Moving competition-size pumpkins calls for a forklift.Today, I stumbled upon a Japanese Culture Festival at the     Jardín Japonés.  Organized by the Fundación Cultural Argentino Japonesa, the agenda included a food tasting and a judo exhibition, both of which I missed.  Luckily, I arrived just in time for a performance by Medetaiko, a Japanese drum ensemble.

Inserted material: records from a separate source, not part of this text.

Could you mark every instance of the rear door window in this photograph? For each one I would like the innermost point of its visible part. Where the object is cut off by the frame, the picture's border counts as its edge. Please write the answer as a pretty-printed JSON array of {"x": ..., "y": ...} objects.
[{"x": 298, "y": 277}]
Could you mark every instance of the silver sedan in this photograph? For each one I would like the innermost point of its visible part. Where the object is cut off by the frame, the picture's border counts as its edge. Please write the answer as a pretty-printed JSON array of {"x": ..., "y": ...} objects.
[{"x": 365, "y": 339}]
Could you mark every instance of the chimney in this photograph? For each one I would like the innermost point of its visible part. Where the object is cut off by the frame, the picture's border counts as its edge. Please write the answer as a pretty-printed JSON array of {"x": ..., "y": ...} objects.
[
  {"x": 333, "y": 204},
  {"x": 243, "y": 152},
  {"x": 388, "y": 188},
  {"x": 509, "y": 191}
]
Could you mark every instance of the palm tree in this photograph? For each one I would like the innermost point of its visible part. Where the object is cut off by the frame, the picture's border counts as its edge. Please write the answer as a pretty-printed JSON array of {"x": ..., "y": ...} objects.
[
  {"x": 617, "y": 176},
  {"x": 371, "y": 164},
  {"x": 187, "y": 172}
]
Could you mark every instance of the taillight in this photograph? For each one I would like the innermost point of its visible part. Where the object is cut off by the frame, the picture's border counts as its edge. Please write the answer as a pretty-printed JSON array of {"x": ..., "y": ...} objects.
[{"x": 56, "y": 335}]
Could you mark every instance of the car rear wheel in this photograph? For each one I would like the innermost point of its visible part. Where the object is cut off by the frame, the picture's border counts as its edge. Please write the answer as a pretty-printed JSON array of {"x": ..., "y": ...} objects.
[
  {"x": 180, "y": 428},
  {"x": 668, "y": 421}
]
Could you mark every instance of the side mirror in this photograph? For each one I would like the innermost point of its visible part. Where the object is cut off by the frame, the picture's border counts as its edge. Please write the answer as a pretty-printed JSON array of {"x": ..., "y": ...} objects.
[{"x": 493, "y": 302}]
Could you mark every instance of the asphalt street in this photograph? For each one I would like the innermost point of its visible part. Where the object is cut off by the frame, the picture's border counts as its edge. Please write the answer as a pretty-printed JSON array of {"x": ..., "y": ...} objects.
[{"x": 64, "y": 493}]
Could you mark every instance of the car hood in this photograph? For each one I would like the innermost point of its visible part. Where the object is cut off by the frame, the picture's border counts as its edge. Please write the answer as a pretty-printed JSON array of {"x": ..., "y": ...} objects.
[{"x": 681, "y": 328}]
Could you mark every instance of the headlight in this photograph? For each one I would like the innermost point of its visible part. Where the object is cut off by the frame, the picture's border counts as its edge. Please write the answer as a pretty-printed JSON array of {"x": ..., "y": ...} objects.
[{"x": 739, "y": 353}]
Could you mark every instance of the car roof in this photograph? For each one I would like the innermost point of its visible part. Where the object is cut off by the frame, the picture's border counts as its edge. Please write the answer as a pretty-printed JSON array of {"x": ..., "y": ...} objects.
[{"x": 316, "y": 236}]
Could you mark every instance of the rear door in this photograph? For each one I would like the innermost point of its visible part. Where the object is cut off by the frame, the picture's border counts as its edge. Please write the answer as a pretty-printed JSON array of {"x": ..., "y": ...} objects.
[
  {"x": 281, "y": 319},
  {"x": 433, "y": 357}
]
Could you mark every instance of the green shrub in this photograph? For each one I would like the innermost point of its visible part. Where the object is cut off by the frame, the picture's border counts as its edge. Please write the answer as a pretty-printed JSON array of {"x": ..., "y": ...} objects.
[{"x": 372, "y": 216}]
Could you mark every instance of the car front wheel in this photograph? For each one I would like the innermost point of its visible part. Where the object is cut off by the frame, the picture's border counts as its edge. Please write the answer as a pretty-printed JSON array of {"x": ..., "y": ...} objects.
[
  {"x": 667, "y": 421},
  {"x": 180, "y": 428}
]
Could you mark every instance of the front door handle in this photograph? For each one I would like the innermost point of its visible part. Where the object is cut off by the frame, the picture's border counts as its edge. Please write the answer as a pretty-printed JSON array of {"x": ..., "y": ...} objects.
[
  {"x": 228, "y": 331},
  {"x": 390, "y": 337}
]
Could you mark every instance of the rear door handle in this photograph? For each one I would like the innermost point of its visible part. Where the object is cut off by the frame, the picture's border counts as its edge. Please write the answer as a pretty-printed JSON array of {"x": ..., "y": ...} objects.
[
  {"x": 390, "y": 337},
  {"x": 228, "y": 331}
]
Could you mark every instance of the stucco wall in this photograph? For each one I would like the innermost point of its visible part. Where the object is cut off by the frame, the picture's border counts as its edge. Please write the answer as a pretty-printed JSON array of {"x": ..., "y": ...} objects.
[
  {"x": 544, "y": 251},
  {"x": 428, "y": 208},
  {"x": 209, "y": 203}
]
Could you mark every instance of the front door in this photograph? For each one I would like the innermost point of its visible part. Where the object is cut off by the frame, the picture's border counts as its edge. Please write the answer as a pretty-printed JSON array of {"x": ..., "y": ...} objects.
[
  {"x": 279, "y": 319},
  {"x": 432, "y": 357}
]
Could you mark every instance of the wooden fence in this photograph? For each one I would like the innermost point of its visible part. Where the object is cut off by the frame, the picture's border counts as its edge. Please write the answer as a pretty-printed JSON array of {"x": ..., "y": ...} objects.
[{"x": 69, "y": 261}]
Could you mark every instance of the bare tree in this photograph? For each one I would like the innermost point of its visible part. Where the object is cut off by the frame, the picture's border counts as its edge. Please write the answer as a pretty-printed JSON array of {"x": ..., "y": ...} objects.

Taiko, according to Google, refers to both a kind of drum and a style of ensemble drumming which combines traditional Japanese percussion with karate movements.  Performed in customary dress, taiko is a high-energy mix of music, dance, and martial arts, and it’s fabulous. Taiko drums have been in use for some 2000 years, but Taiko as it is performed today dates back only to the 1950s.  In the 1980s, the Japanese government began sponsoring taiko groups as a way to preserve and promote Japanese culture both at home and abroad.  There are now approximately 5,000 taiko groups in Japan.

As I sat there watching Japanese drumming in Argentina, I thought about how wonderful it is that Japanese immigrants have been able to maintain their cultural identity and share their traditions with both their children and their host country.  And I began to wonder what an American Cultural Festival would like:

12pm: Beauty Pageant
1pm: How to Build the World’s Largest Ball of Yarn
2pm: Thomas Kinkade Cross Stitch Workshop
3pm: Pie Eating Contest

Large immigrant groups tend to inspire the foundation of organizations dedicated to improving cross-cultural relations, and to the preservation, teaching, and diffusion of the language, customs, and rites of the migrant community.  I guess that because Americans tend not to emigrate, you don’t see a lot of American Cultural Societies in foreign countries.

Come to think of it, even though we don’t send people abroad, American language, culture, and commerce is so pervasive worldwide that I’m not sure that such an association would be necessary.  Want to teach your expat children about American society?  Turn on the T.V.  Want them to learn to speak English?  Send them to any local school.  Want to introduce them to American goods and products?  Look for the nearest Walmart. Still, for those of us who do live, work, or raise families abroad, it would be nice to have a building shaped like a skyscraper where we could play baseball, listen to hip-hop music, and eat a decent sandwich.

Of course, it’s wonderful that America does not produce many refugees or political exiles, and that people born in the United States tend to feel comfortable and welcome right where they are.  But the downside to this is that we are not actively promoting awareness or understanding of our culture abroad, nor are we mingling with or learning from other peoples.  If you ask me, a few more American cross-cultural associations in other countries might not be a bad thing.

Quite honestly, I’m saddened by the idea that everything people know about American culture, they learned from Friends.  And I’m even sadder to admit that if I were open an American Cultural Society abroad, I’m not sure what services and activities it would offer, what events it would organize, or what traditions it would celebrate.

Any ideas?

1 Response to “Prize Winning Pumpkin: Celebrating American Culture Abroad”

  1. 1 Farolera December 16, 2008 at 7:52 pm

    Oh wow. I had never really thought about it that way… I guess it would be a good idea to *organize* USA’s cultural influence and exchange abroad, instead of just leaving it to the occasional, random gappers or to the entertainment industry’s pollination.